No less an eminence than Alan Greenspan, chairman of the US Federal Reserve Board, has started to emphasise the importance of creativity and the higher skills of civilisation. In a speech to this year's graduating class of students at Harvard University, he opined: "Viewing a great painting or listening to a profoundly moving piano concerto produces a sense of intellectual joy that is satisfying in and of itself. But, arguably, it also enhances and reinforces the conceptual processes so essential to innovation."
He was spelling out the merits of the classical liberal education to which his audience had successfully subjected themselves. That, rather than vocational training with narrow horizons, is what post-industrial societies must ensure their schools deliver. But what about all those would-be businessmen and women who have put themselves through the higher- level vocational training of accountancy and business qualifications?
The London International Festival of Theatre (Lift) has one answer. It has started a business-arts forum in which senior managers meet with young theatre groups. Julia Rowntree, its organiser, argues that the theatre's traditional role as a place for all sorts of people to come together and be challenged in their ideas and emotions makes the forum a powerful vehicle for prodding managers into creativity. Piers Ibbotson, director of the Royal Shakespeare Company, recently told the London Business School much the same thing. Running a complex organism like a business was similar to the experience of rehearsal, he said.
Theatre is a compelling model for wealth-creators. It demands ensemble working as much as individual genius, encourages in its participants flexibility of character, and fosters powers of imaginative understanding. In the modern globalised world, business executives need to be able to make cultural leaps to operate in countries across the world. What makes it easier to do business in Asia - an accountancy degree, or some cross- cultural experience? That's a trick question; the answer is both.

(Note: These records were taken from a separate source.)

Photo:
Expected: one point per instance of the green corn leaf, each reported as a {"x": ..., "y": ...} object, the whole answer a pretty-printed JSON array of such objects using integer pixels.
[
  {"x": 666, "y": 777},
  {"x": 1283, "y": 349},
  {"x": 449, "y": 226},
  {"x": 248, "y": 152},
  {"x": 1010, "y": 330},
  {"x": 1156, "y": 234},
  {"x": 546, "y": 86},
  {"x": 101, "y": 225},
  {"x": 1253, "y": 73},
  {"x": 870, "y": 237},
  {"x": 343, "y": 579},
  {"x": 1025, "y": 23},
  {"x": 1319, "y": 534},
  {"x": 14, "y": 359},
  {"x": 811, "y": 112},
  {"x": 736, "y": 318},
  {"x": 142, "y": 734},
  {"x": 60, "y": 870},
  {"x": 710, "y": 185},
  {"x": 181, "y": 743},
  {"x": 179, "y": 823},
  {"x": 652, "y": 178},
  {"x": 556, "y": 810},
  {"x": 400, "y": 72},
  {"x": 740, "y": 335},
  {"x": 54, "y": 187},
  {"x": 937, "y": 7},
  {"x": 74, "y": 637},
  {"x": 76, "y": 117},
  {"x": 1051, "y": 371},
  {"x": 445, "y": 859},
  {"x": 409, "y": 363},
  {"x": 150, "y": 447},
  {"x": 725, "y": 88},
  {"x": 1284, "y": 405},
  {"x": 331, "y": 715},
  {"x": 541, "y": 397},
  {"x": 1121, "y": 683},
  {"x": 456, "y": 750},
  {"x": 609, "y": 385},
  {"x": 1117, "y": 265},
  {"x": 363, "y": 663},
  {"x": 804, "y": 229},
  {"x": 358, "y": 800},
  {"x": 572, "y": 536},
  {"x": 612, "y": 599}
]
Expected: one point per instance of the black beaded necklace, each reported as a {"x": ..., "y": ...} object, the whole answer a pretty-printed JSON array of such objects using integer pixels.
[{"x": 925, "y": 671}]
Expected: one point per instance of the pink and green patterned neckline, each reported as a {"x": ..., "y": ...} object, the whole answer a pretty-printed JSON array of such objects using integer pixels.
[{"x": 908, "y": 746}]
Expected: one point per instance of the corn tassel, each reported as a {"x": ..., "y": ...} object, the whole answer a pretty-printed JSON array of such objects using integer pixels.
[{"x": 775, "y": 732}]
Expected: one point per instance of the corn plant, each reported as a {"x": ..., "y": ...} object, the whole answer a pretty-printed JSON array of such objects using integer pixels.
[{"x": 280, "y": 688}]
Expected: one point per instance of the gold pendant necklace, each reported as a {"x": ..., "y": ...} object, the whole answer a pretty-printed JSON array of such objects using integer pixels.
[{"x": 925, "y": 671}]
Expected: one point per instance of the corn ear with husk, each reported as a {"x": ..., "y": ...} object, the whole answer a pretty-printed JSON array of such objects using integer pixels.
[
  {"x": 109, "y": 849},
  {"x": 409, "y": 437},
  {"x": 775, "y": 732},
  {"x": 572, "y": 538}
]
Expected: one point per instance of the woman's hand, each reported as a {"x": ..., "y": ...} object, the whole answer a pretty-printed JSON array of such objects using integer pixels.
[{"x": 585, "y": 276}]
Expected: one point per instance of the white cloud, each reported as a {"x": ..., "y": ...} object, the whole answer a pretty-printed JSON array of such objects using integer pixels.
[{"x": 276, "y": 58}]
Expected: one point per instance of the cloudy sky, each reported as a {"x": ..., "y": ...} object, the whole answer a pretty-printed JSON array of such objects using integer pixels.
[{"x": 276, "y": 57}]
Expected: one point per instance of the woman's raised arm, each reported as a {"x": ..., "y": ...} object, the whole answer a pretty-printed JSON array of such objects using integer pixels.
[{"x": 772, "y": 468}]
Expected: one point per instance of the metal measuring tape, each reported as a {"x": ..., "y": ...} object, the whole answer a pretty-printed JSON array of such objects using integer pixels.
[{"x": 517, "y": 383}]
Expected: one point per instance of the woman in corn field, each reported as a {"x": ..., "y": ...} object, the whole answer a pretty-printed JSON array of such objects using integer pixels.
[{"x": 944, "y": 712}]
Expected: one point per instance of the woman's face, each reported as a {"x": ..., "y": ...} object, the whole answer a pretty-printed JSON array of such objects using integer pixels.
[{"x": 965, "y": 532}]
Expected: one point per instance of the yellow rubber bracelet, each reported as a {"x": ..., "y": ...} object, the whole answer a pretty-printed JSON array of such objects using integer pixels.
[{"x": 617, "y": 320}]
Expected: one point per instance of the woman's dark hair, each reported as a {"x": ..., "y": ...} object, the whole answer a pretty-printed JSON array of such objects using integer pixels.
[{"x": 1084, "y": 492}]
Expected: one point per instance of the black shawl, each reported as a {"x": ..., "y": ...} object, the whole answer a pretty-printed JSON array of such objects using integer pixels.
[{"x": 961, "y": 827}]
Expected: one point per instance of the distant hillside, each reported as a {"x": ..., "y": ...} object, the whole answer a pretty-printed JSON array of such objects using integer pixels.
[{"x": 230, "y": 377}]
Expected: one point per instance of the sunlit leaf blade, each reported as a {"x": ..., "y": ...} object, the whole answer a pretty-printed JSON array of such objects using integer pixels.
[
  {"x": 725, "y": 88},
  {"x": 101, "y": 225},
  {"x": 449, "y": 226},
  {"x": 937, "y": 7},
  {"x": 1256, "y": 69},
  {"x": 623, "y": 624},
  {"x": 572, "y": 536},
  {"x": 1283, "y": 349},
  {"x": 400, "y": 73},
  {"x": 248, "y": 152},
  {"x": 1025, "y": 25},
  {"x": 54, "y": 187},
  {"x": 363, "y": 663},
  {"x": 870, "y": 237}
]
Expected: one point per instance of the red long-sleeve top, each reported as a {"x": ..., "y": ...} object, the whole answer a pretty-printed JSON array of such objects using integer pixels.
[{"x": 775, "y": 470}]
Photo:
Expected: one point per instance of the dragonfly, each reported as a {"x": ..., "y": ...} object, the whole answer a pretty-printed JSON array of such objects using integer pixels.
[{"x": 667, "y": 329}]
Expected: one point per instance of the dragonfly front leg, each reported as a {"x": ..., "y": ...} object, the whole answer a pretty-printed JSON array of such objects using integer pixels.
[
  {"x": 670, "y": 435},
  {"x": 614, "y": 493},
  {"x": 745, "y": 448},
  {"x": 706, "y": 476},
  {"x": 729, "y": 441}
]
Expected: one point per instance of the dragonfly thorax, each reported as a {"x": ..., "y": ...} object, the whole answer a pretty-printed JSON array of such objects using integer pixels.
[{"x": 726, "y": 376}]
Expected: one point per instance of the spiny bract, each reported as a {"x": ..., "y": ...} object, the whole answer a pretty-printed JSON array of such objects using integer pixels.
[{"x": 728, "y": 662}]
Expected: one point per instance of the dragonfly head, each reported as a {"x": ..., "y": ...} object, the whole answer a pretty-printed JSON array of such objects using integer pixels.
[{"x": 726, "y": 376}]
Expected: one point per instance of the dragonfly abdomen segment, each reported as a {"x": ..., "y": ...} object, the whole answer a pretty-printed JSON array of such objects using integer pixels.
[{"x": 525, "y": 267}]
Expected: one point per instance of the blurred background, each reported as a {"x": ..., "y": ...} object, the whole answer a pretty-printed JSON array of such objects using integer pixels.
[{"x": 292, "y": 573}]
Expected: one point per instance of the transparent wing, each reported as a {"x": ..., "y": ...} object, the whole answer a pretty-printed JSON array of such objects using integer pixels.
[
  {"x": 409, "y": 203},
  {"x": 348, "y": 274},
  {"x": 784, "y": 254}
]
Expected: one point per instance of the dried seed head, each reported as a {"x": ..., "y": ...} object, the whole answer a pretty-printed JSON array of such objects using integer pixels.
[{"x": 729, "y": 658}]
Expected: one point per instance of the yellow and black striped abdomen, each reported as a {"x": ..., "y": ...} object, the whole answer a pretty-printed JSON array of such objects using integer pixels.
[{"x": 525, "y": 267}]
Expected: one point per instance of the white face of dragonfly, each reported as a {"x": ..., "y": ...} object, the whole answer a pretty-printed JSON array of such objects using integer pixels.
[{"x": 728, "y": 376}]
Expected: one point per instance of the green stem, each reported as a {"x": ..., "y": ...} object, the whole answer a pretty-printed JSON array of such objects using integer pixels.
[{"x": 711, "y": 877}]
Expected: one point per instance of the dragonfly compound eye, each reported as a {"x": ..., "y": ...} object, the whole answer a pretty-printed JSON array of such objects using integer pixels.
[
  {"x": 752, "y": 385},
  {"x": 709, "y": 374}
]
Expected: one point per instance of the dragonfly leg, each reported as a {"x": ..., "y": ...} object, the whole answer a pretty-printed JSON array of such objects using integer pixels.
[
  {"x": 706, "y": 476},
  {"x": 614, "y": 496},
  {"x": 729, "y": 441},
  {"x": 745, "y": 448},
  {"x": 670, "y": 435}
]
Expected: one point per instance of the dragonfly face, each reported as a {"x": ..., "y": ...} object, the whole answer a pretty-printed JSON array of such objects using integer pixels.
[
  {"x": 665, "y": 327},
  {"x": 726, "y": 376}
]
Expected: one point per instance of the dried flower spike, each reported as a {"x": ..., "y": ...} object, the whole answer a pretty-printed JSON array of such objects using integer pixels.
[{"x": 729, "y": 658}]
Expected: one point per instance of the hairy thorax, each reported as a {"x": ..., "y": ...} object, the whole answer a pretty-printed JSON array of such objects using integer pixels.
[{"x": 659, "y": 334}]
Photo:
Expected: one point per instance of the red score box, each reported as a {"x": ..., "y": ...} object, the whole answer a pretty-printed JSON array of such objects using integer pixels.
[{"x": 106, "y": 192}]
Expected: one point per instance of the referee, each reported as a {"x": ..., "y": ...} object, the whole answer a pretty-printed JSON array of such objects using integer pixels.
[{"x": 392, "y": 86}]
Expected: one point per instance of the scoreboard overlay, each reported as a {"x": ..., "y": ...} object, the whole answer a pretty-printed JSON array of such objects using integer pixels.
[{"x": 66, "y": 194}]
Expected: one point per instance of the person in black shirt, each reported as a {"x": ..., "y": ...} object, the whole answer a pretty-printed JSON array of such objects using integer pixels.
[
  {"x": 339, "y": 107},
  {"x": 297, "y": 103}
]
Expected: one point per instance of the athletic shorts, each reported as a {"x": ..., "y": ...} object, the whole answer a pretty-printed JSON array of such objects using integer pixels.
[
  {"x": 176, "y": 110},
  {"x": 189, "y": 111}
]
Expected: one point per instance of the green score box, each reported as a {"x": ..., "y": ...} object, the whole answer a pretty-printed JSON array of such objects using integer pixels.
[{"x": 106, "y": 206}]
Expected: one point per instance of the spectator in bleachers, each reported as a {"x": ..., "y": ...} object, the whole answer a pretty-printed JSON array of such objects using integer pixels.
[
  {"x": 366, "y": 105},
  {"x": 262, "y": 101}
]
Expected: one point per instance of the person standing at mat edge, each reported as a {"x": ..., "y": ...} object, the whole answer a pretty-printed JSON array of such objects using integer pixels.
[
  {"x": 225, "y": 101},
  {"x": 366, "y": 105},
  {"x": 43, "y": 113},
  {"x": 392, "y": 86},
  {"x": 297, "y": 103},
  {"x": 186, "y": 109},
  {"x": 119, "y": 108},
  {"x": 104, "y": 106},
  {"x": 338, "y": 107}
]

There has always been a need for creative skills, and it has always been the case that some of the best entrepreneurs have not had conventional business training. But it is more important now, when the way economic value is created is changing so much. Information technologies have altered the wealth-creation process fundamentally, by putting a much greater premium on higher-order cognitive skills, on the manipulation of symbols and on ideas and emotions. IT has made creativity the principal component in wealth-creation.
Economic success also depends increasingly on other strengths in a society. Economists and sociologists call it social capital, the jargon for a healthy and vibrant civil society. The legal system, traditions of tolerance and quality of schooling are part of that. So, too, are the arts; thriving business depends on the theatre in more ways than one.